Jesus was born to humble means in an obscure backwater. Even the Bible tells us people sometimes scoffed at how prosaic He seemed, so there's no sense in debating the point. Why, then, should we reject the possibility that He not only embraced humility all the way down, but also that He embraced it all the way up? Maybe Earth is special like the ancient pagans and Christians and Jews (yes, pagans too! Where's your reluctance to agree with them now?) thought, but just in ways that aren't obvious to us through current technology.
Finally, it helps no one to get the ancient cosmologies mixed up. Pagans tended to think of the Earth as the center of the universe because everything in the sky looked like it was going around the Earth--well, over, but the sun and moon were pretty recognizable, and the planets had patterns of appearance that were pretty predictable even when they didn't have distinctive colors like Mars, so closed loops instead of arcs seemed reasonable. The ancient Jews, on the other hand, viewed Earth as being at the bottom of creation, not even as part of a sphere, with the only thing lower than Earth being hell. So if you're going to go all flat-Earth on us, you have to give up pride of place in exchange for an ignoble configuration that demands things that neither the Bible nor science has room for but can be disproven by two people and a shovel.
And after all that, nothing in the talk was about Mary correcting the empirical errors of contemporary science. Plenty about the miracles surrounding the tilma, some interesting symbolism in the pattern of stars on her mantle, but nothing particularly combating the idea that humanity is meaningless and not just humble. So now I'm sad twice.

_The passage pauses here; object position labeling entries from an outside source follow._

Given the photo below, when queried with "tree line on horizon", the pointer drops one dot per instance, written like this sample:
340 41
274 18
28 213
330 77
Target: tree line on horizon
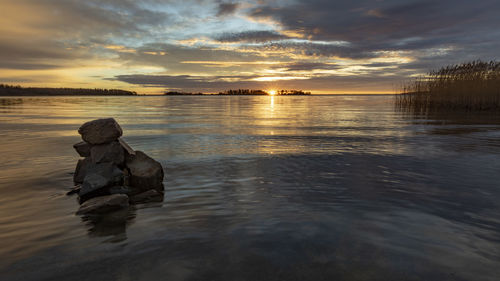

And lest we get too prideful in brushing off yet more hordes of squabbling ultracrepidarians, I want to close with a word of warning regarding a comment left on the web site criticizing someone who was defending Copernicus and more modern scientists.
The comment said a few things about the foolishness of listening to modern scientists who basically paint themselves into a corner trying to gin up evidence against God, and then said of Copernicus' defender, "You are not of God."
Someone else chimed in to warn him against judging the fellow, and he responded with "I don't judge, but when someone is wrong, I correct."
No, jerk, you judged, and your smugness may have lost a soul this day. "You put too much stock in the worldly 'wisdom' of men, and not enough in God" is a correction, of sorts. "You are not of God" is a judgment. You can condemn his actions, his words, maybe his thoughts if your'e circumspect about it, but not his person.